Nada disso, porém, influi na equação que importa: recursos do fundo eleitoral e tempo de televisão (que é conversível em dinheiro de campanha, pelas coligações, transferido por quem ficar com a cabeça de chapa), valores que são distribuídos de acordo com a bancada eleita em 2018.

O que importa disso ao atual presidente? Tudo indica que ele seguirá a estratégia da eleição anterior, pois o tempo de televisão extenso é inútil a quem não tem o que mostrar e que não tem carisma pessoal que vá além de seus convertidos.
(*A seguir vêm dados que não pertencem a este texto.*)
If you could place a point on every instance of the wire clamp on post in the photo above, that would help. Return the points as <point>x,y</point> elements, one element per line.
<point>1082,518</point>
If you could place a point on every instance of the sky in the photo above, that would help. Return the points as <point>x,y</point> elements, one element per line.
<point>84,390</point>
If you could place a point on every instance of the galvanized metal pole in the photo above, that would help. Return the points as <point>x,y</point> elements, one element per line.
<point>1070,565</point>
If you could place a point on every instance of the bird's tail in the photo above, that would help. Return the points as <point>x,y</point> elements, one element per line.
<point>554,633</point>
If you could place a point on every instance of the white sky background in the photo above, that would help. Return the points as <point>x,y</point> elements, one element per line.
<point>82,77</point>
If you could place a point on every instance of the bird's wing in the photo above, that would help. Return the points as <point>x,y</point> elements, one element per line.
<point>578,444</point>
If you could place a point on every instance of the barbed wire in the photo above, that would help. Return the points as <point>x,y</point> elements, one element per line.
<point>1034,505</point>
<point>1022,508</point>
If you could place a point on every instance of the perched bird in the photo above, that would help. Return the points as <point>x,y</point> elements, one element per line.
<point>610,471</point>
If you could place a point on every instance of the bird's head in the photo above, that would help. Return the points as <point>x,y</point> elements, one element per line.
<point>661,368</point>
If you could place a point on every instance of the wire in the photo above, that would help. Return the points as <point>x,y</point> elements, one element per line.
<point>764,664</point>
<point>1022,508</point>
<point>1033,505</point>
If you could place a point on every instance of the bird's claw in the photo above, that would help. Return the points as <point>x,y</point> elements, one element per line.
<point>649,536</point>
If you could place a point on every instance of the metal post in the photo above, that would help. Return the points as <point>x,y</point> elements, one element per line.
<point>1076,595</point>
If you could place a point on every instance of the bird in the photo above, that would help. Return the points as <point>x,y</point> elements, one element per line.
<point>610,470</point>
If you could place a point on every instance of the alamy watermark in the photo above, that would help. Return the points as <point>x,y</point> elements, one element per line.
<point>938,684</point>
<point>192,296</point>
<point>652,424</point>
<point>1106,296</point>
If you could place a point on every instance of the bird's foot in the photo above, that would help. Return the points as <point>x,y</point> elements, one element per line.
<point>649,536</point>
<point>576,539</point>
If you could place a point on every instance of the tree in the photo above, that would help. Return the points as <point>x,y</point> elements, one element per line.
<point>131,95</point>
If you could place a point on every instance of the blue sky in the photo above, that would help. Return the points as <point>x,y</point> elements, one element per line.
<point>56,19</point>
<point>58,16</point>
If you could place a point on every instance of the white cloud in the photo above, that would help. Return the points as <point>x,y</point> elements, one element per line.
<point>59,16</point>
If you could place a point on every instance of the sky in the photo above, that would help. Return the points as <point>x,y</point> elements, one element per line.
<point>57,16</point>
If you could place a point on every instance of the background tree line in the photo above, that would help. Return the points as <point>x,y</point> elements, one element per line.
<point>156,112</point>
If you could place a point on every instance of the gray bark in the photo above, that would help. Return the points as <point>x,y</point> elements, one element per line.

É curioso que, ao falar à Veja sobre os partidos com quem tem conversado sobre sua possível entrada, Bolsonaro não tenha incluído o “partidão da direita” na lista de possibilidades:

— Sobre o partido, eu não vou fugir de estar no PP, PL ou Republicanos. Não vou fugir de estar com esses partidos, conversando com eles. O PTB ofereceu pra mim também.

Não creio que Bolsonaro vá para qualquer partido mais expressivo, por sua inapetência em administrar conflitos e incapacidade de gerir diversidades. Mesmo no então minúsculo PSL todos viram o estrago que foi capaz de causar.

E para os partidos médios é também vantajoso que o casamento com Bolsonaro seja um negócio, não um casamento de papel passado, para usar metáfora ao gosto do presidente”.

Sem certidão, não há traição.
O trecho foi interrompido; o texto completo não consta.